Au Nevada, où l’État fonctionne avec un budget biennal, KC dit qu’il y a eu des années où elle a épuisé ses 4,5 millions de dollars si rapidement qu’elle a dû emprunter à partir de sa deuxième année pour passer la première année. « Il y a donc des moments où je commence ma deuxième année complètement par le négatif », dit-elle. Ces déficits budgétaires n’affectent pas la dotation en personnel, dit-elle, car cet argent provient d’un budget NDF distinct dédié à la couverture du personnel.

Pourtant, le casse-tête financier peut rendre difficile l’achat rapide de nouveaux équipements et retarder les paiements aux entrepreneurs privés qui peuvent avoir fourni des bulldozers, des avions ou du personnel supplémentaire lors d’un incendie de forêt.

« Les difficultés causées par les retards de paiement pour certaines petites entreprises et les actifs des administrations locales pourraient les forcer à prendre la décision de ne plus répondre aux incendies au Nevada », déclare KC. « Cela peut entraîner une augmentation des coûts des incendies de forêt pour le Nevada, car la réponse peut devoir venir de l’extérieur de l’État. »

Argent et atténuation

Lorsque les budgets des États ne suffisent pas à couvrir les coûts de lutte contre les incendies, ils peuvent détourner l’argent des efforts de prévention et d’atténuation des futurs incendies, tels que les brûlages dirigés, l’éclaircissage mécanique et l’éducation des propriétaires. Cependant, le rapport Pew voit ce vent tourner.

La Californie a récemment approuvé un financement climatique qui affecte 2,7 milliards de dollars sur quatre ans pour la résilience des forêts et des incendies de forêt. Au cours des deux dernières années, Washington, l’Alaska et le Nevada ont également consacré des fonds aux efforts d’atténuation des incendies de forêt. Et en 2018, le budget fédéral contenait une disposition connue sous le nom de «solution de financement des incendies de forêt», qui a créé une nouvelle cagnotte pour le ministère de l’Intérieur et le Service des forêts sur laquelle puiser lorsque les besoins en matière d’incendie dépassent les budgets annuels de suppression, empêchant l’urgence de réduire le financement des programmes de prévention des incendies futurs afin de libérer de l’argent pour les coûts d’extinction des incendies maintenant.

Le rapport Pew donne plusieurs recommandations pour couvrir plus efficacement les coûts de gestion de la nouvelle ère des incendies de forêt. Ils incluent un meilleur suivi des dépenses de l’État sur les incendies de forêt, la protection des fonds d’atténuation contre les «emprunts d’incendie» et la création de budgets d’État qui reflètent plus précisément la hausse des risques.
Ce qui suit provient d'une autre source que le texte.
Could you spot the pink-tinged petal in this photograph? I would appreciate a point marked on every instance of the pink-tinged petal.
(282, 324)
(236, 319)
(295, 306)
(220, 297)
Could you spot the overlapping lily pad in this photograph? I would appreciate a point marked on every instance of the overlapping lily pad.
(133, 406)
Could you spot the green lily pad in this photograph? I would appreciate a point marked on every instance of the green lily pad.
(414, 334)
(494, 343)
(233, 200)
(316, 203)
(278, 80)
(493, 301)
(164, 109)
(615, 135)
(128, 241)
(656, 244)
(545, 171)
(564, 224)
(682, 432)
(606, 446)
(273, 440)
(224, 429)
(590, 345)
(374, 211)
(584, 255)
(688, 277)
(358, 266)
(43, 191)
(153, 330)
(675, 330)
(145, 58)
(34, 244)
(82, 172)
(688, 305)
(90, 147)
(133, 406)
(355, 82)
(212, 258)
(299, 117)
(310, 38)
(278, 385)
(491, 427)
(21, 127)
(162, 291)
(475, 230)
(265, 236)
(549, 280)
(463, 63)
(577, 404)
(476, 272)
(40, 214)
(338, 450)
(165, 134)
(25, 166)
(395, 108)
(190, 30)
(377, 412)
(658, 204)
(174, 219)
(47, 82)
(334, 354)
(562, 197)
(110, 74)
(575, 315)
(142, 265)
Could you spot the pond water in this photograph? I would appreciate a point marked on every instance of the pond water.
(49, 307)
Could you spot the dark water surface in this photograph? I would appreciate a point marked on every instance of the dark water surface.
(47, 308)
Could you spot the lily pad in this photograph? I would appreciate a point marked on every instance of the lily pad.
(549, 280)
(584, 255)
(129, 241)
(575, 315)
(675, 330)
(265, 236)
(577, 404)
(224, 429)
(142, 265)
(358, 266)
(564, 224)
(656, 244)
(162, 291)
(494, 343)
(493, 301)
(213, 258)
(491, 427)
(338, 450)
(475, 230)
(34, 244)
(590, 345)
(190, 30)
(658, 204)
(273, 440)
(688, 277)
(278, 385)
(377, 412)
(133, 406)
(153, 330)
Au Nevada, KC travaille avec son équipe de facturation pour essayer d’obtenir des paiements partiels de diverses agences fédérales pour aider à couvrir les 4 millions de dollars de factures qui s’accumulent. En tant que présidente de l’Association nationale des forestiers d’État, elle entend souvent de la frustration au sujet du retard dans les remboursements, mais KC dit qu’il est important de reconnaître que le système n’est pas en panne ; il permet à un certain nombre d’organismes gouvernementaux et privés d’attaquer rapidement un feu de forêt, avec l’assurance que toutes les dépenses seront finalement couvertes.

Mais alors que les coûts des incendies de forêt montent en flèche, elle sait que si les budgets ne commencent pas à refléter le véritable coût des incendies et que les remboursements ne s’accélèrent pas, le puzzle financier qui suit l’incendie deviendra de plus en plus difficile à résoudre.